Supporting effective technology integration and implementation: 2012 ISTE Leadership Forum #isteLF12
[in honor of ISTE’s upcoming Leadership Forum, there’s a special prize at the end of this post!]
Chris Lehmann, Michael Fullan …
Together in one place. Keynoting and facilitating about school technology leadership. #incredible
George Couros, Jason Ohler, Kim McMonagle, Rushton Hurley …
Sharing their knowledge. Helping administrators learn and get better. #valuable
CASTLE and TICAL …
The United States’ only two centers dedicated to the technology needs of school leaders. #amazing
Chris O’Neal, Susan Brooks-Young, Mike Ribble …
ISTE authors who have written extensively on technology leadership topics. #helpful
Keith Krueger, Leslie Wilson, Holly Jobe, Sheryl Abshire, Jimmy Casas …

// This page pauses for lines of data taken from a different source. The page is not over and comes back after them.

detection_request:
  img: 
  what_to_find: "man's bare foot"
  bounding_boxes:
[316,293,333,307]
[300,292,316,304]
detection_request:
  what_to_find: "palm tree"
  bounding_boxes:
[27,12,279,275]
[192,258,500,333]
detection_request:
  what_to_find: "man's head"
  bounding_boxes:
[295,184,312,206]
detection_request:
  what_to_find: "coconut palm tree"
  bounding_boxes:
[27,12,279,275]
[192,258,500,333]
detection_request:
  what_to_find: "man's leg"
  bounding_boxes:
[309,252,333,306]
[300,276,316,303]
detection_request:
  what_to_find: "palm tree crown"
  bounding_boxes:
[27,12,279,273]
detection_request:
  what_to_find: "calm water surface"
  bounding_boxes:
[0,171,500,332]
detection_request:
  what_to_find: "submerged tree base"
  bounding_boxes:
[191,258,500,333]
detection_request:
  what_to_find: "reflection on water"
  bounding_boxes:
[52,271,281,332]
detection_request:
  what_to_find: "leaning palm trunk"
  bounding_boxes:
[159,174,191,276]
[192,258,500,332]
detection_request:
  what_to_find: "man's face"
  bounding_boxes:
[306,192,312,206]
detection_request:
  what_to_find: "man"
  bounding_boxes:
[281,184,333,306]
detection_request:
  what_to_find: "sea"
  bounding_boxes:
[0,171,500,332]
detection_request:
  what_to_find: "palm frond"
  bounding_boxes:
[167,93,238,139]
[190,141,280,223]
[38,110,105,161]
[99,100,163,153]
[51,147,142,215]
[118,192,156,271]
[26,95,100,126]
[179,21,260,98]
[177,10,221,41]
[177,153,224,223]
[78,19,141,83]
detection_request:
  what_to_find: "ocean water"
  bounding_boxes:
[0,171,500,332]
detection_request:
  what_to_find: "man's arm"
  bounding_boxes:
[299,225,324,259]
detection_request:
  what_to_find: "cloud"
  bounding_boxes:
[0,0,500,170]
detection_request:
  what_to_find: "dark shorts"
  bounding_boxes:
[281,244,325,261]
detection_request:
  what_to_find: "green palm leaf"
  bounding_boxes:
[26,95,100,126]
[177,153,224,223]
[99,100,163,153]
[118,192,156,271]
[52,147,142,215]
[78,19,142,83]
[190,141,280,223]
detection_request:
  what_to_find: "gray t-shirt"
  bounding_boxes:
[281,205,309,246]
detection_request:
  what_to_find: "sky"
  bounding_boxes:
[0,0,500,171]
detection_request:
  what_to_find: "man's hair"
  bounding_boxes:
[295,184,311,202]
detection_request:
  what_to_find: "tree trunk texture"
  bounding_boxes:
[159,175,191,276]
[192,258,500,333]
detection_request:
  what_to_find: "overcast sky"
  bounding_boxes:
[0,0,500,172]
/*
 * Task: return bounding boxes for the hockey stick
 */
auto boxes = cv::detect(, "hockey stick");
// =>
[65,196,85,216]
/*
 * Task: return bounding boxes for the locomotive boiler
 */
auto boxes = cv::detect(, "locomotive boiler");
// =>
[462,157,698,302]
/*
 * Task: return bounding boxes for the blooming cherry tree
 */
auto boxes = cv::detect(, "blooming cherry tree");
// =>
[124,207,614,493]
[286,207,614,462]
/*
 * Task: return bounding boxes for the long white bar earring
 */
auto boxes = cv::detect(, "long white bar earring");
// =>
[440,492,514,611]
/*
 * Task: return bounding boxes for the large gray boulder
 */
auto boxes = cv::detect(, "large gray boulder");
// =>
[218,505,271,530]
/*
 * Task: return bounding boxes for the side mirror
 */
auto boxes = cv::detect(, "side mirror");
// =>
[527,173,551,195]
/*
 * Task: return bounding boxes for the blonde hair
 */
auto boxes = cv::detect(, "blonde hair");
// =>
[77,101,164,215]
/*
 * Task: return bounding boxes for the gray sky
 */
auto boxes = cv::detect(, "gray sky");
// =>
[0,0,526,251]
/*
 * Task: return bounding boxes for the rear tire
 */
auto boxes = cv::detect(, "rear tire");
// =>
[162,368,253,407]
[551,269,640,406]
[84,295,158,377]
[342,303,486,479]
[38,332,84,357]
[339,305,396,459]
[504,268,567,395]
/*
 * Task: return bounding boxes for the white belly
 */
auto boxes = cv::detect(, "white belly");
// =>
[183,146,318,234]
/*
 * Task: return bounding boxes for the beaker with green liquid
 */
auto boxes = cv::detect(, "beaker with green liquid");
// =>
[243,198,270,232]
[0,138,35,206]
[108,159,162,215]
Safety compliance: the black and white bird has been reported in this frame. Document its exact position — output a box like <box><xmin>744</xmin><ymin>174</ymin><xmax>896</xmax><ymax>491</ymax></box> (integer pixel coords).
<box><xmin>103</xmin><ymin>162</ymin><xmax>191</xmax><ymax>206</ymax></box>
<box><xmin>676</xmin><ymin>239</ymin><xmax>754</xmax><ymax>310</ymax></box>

The list goes on and on… #mustattend
Will you be in Indianapolis in October? You should be…
To celebrate ISTE’s first-ever nationwide school technology leadership conference, I am freely releasing (under a Creative Commons license) our latest book chapter, Supporting Effective Technology Integration and Implementation. Available both in PDF and in HTML, the chapter focuses on ISTE’s Essential Conditions and describes some concrete actions that principals can take for each. Hopefully you’ll garner some great ideas from the chapter of things you could initiate or do better. The goal was to be helpful and useful, not just theoretical! Three excerpts are below. Happy reading (and feel free to share further)!
Another aspect of empowered, distributed leadership is the creation of structures that facilitate team members’ learning. Schools that create ways to ‘bring the outside in’ for staff and technology advisory teams will have access to a greater diversity of ideas and resources than those that will be devised locally in-house. In their seminal book, The Power of Pull, Hagel, Brown, and Davison (2010) describe the incredible power of members at the outside edges of organizations bumping up against, intersecting with, and learning from individuals at other organizations’ edges (see also Cross & Parker, 2004; Benkler, 2006). Online – and often informal – learning structures that span institutional barriers can be powerful ways to facilitate distributed learning and leadership. A variety of technology tools are available for this purpose, including blogs, Twitter, Facebook, wikis, webinars, and social bookmarking.
Another way for principals to influence the supply of technology-fluent teachers is to work closely with teacher education programs. As schools create technology-rich learning environments and focus more on higher-order thinking skills, many administrators are finding that preservice programs have not adapted yet to provide new graduates with skills relevant for their classrooms. For example, when asked how well their teacher education program prepared them to make effective use of technology for instruction, only 33% of public school teachers replied ‘to a moderate or major extent’ for their graduate program and only 25% of public school teachers reported the same for their undergraduate teacher education program (NCES, 2010b). Principals should initiate constructive, non-threatening dialogues with university faculty and administrators about the technology skill sets that they need new teachers to have. Re-aligned postsecondary curricula, joint research initiatives, observation programs, mentoring systems, internships, partnerships, and political advocacy platforms are just some of the potential outcomes of such conversations.
Although most learning technologies are general enough to be used quite flexibly, by design some technologies are more teacher-centric rather than student-centric. For instance, tools such as interactive whiteboards, student response systems, digital projectors, and document cameras are technologies designed to facilitate the presentation of material by one teacher to many students. Even when a student rather than a teacher is using the technology, the vast majority of children usually are passively watching the facilitator rather than actively using the technology themselves. Similarly, tools such as DVD players, pre-selected online videos, pre-filtered web sites for research, and content management systems usually are implemented in ways that are more teacher-directed rather than student-directed. Teacher-centric technologies mirror traditional educational practices related to information transmission and – unlike laptop or tablet computers, digital cameras or camcorders, scientific probeware, and other technologies that typically are used primarily by students – are generally replicative rather than transformative. Principals should strive to create opportunities for students to have greater autonomy and ownership over how and when they use technology tools. It is important for teachers to use technology in their instruction in ways that are meaningful, relevant, and powerful. It is arguably more important, however, to empower students to do the same. Schools that mostly invest in teacher-centric rather than student-centric technology tools will struggle to adequately prepare graduates who are ready for a hyperconnected, hypercompetitive, technology-infused global information society.